The Shared Goals research highlights that football as a sport must meet certain conditions to realise its potential to connect diverse communities. Importantly, instances of prejudice – often spread online by a toxic fringe toward players and fans – show that ongoing efforts are needed to ensure an inclusive atmosphere and welcoming culture in the terraces. The sport has come a long way in pushing hatred to the margins over the past thirty years but polling reveals a public appetite for further progress. In particular, more people from ethnic minority backgrounds feel racism and discrimination gets too little attention (40%) than feel it gets the right amount (27%) or too much (8%). Three in ten ethnic minority ‘armchair fans’ (30%) also say they would be interested in going to watch more live matches at their local club, but that they worry that the atmosphere is not welcoming to people from different ethnic, faith or social backgrounds.

Yet where clubs do visibly and proactively look to welcome people from all walks of life, and emphasise their stadiums as places where everyone can belong, this can help to change hearts and minds: both those of their fans and the wider population in the towns and cities where they are based. Shared Goals sought to test this with two clubs: Brentford FC in West London and Huddersfield Town AFC in West Yorkshire. British Future partnered with the two clubs and consulted fans and local people from different backgrounds, to produce campaigns that encouraged social connection and a shared, inclusive pride in the clubs.

These campaigns were evaluated and shown to harness the power of a club’s identity to create a sense of local pride that everyone could feel a part of.
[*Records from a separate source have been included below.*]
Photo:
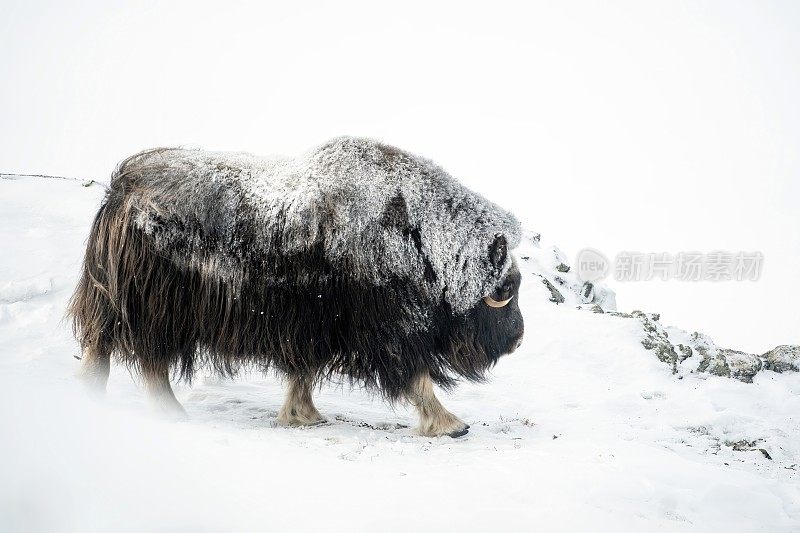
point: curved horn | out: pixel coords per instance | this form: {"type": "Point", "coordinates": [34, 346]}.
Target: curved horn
{"type": "Point", "coordinates": [491, 302]}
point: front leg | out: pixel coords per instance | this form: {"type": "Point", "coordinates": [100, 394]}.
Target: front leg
{"type": "Point", "coordinates": [298, 409]}
{"type": "Point", "coordinates": [434, 419]}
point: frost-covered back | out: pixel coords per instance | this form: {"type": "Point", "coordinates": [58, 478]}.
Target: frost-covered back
{"type": "Point", "coordinates": [376, 212]}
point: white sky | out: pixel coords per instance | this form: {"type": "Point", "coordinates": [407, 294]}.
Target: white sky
{"type": "Point", "coordinates": [659, 127]}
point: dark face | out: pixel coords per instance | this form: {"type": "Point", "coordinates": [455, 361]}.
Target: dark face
{"type": "Point", "coordinates": [497, 318]}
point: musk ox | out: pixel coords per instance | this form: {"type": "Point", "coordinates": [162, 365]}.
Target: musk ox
{"type": "Point", "coordinates": [356, 260]}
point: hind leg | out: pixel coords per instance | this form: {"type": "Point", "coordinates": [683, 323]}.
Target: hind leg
{"type": "Point", "coordinates": [434, 419]}
{"type": "Point", "coordinates": [298, 409]}
{"type": "Point", "coordinates": [159, 391]}
{"type": "Point", "coordinates": [95, 367]}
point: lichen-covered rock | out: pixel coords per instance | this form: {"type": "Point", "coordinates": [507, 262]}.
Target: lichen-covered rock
{"type": "Point", "coordinates": [655, 338]}
{"type": "Point", "coordinates": [562, 281]}
{"type": "Point", "coordinates": [555, 295]}
{"type": "Point", "coordinates": [743, 366]}
{"type": "Point", "coordinates": [784, 358]}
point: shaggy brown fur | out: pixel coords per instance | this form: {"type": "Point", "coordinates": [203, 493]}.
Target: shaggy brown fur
{"type": "Point", "coordinates": [163, 318]}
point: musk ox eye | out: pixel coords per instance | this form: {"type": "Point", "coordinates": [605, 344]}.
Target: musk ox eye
{"type": "Point", "coordinates": [491, 302]}
{"type": "Point", "coordinates": [498, 251]}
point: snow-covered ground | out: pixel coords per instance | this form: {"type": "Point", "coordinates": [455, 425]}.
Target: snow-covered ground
{"type": "Point", "coordinates": [583, 428]}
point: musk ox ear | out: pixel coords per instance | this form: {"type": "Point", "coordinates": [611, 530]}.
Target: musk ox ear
{"type": "Point", "coordinates": [498, 251]}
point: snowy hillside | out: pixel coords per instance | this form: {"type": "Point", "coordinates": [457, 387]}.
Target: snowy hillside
{"type": "Point", "coordinates": [602, 419]}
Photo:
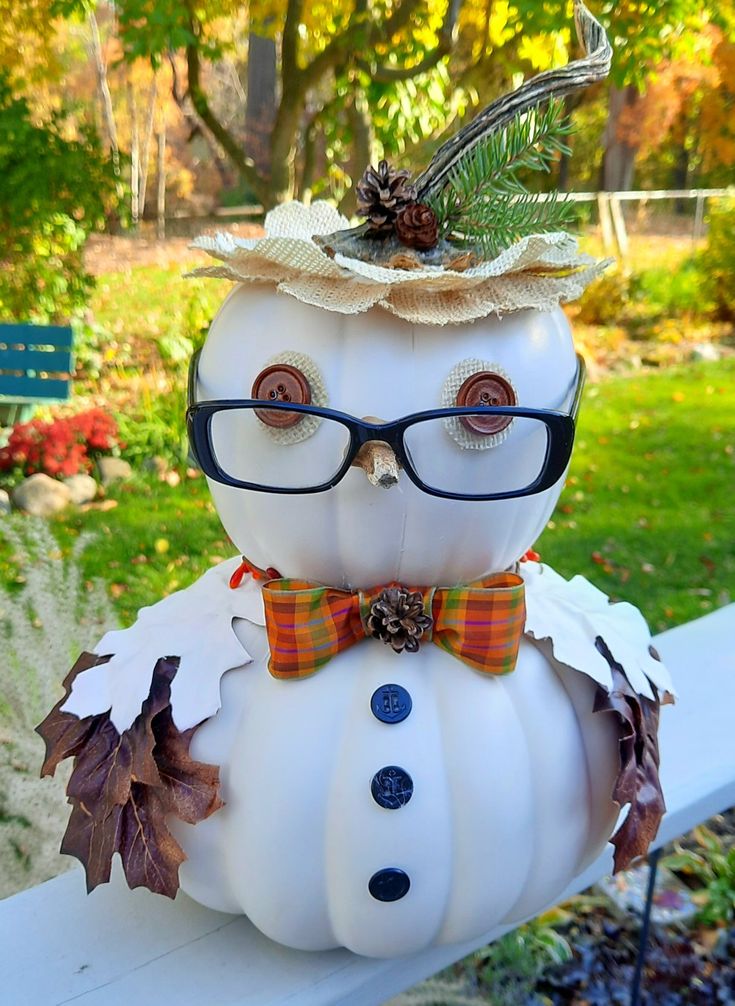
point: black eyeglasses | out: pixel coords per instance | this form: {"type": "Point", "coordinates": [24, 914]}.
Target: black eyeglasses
{"type": "Point", "coordinates": [438, 449]}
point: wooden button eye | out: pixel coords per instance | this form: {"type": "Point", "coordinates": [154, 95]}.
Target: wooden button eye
{"type": "Point", "coordinates": [281, 382]}
{"type": "Point", "coordinates": [486, 389]}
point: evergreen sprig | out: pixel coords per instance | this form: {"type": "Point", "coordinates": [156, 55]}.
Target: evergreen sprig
{"type": "Point", "coordinates": [485, 205]}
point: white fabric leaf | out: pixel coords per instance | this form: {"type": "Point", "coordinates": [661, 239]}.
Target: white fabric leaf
{"type": "Point", "coordinates": [194, 625]}
{"type": "Point", "coordinates": [572, 614]}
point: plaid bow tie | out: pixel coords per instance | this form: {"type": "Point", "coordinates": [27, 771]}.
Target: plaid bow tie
{"type": "Point", "coordinates": [480, 623]}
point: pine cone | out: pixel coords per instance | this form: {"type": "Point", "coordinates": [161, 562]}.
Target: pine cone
{"type": "Point", "coordinates": [416, 226]}
{"type": "Point", "coordinates": [397, 617]}
{"type": "Point", "coordinates": [382, 193]}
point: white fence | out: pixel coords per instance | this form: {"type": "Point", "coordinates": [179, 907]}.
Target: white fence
{"type": "Point", "coordinates": [609, 206]}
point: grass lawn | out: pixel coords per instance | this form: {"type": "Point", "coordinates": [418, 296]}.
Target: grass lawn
{"type": "Point", "coordinates": [648, 513]}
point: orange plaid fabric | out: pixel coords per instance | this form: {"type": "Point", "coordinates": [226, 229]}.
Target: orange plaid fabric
{"type": "Point", "coordinates": [308, 624]}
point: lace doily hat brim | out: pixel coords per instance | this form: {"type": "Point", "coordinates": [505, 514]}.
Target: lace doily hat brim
{"type": "Point", "coordinates": [539, 272]}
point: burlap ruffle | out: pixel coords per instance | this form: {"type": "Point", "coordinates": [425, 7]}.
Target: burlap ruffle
{"type": "Point", "coordinates": [538, 272]}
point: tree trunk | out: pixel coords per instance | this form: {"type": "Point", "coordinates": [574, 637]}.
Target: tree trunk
{"type": "Point", "coordinates": [106, 99]}
{"type": "Point", "coordinates": [260, 107]}
{"type": "Point", "coordinates": [362, 147]}
{"type": "Point", "coordinates": [161, 180]}
{"type": "Point", "coordinates": [135, 157]}
{"type": "Point", "coordinates": [283, 147]}
{"type": "Point", "coordinates": [618, 165]}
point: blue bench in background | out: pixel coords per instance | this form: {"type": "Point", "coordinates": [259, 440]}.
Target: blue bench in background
{"type": "Point", "coordinates": [36, 364]}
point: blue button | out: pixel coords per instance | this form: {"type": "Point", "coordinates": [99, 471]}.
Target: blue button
{"type": "Point", "coordinates": [390, 703]}
{"type": "Point", "coordinates": [391, 788]}
{"type": "Point", "coordinates": [390, 884]}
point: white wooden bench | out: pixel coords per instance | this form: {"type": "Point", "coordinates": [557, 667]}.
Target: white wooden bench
{"type": "Point", "coordinates": [118, 947]}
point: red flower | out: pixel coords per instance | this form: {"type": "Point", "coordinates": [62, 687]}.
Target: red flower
{"type": "Point", "coordinates": [59, 448]}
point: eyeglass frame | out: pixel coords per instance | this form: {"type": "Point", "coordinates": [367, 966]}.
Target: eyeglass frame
{"type": "Point", "coordinates": [560, 442]}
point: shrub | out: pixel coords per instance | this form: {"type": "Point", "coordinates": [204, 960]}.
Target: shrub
{"type": "Point", "coordinates": [604, 302]}
{"type": "Point", "coordinates": [684, 294]}
{"type": "Point", "coordinates": [61, 447]}
{"type": "Point", "coordinates": [157, 428]}
{"type": "Point", "coordinates": [719, 258]}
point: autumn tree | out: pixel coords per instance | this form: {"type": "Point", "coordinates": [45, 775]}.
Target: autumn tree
{"type": "Point", "coordinates": [321, 47]}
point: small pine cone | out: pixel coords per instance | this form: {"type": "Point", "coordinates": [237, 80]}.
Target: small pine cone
{"type": "Point", "coordinates": [382, 193]}
{"type": "Point", "coordinates": [416, 226]}
{"type": "Point", "coordinates": [397, 617]}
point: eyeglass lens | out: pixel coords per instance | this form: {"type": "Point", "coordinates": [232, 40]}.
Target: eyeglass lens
{"type": "Point", "coordinates": [446, 454]}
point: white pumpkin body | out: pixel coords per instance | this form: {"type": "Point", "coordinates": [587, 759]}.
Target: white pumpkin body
{"type": "Point", "coordinates": [512, 780]}
{"type": "Point", "coordinates": [512, 776]}
{"type": "Point", "coordinates": [377, 365]}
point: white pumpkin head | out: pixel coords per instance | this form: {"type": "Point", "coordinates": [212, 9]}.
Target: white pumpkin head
{"type": "Point", "coordinates": [376, 365]}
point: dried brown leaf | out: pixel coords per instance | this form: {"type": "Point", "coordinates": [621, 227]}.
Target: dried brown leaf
{"type": "Point", "coordinates": [637, 783]}
{"type": "Point", "coordinates": [151, 855]}
{"type": "Point", "coordinates": [63, 733]}
{"type": "Point", "coordinates": [192, 788]}
{"type": "Point", "coordinates": [123, 786]}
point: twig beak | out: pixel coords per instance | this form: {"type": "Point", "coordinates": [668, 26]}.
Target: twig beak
{"type": "Point", "coordinates": [379, 463]}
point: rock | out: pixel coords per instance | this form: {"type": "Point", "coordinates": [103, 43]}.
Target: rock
{"type": "Point", "coordinates": [706, 351]}
{"type": "Point", "coordinates": [40, 496]}
{"type": "Point", "coordinates": [81, 487]}
{"type": "Point", "coordinates": [157, 466]}
{"type": "Point", "coordinates": [113, 470]}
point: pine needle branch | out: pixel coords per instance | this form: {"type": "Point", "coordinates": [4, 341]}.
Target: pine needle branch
{"type": "Point", "coordinates": [485, 204]}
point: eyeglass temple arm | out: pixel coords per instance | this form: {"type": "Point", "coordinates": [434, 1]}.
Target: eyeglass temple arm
{"type": "Point", "coordinates": [581, 378]}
The videos were tested in a split-sample survey with fans, where half of survey respondents were shown the video, and the other half not. In both cases, those shown the video were more likely to agree that people of different ethnic and faith backgrounds in their area share an inclusive sense of local identity, compared to the control group. In Huddersfield, the more segregated of the two areas, the video also helped improve attitudes towards immigration and led to a modest positive shift in attitudes to diversity.

This research has shown what’s possible from clubs, to harness their powerful local profile to connect communities. However, there is now a role for other clubs and league bodies to learn from and build on this. The report points to upcoming opportunities on the horizon that can harness football’s audience. In particular, the 2028 Euros, hosted by the UK and Ireland, fall neatly in the same year not only of Windrush 80, but also the 50th anniversary since Viv Anderson became the first black player to represent England. Shared Goals calls for a major campaign to mark this occasion, to celebrate the contribution of England’s Black players to the sport, involving efforts from clubs to recognise the stories of their own players and fans over the years. Those interested should contact the Windrush 100 Network to learn more about upcoming plans.

Our society can often feel more divided  than any of us would want. Yet this increases the value of those wonderful parts of our culture that connect and enthral us across our differences in background and political opinion. Above all, football teaches us the importance, through successes and defeats, of sticking together as a team.  Shared Goals looks at the lessons that this sense of togetherness can bring for sport and society, and the steps that clubs, leagues and policymakers can apply to forge more common ground through ‘the beautiful game’.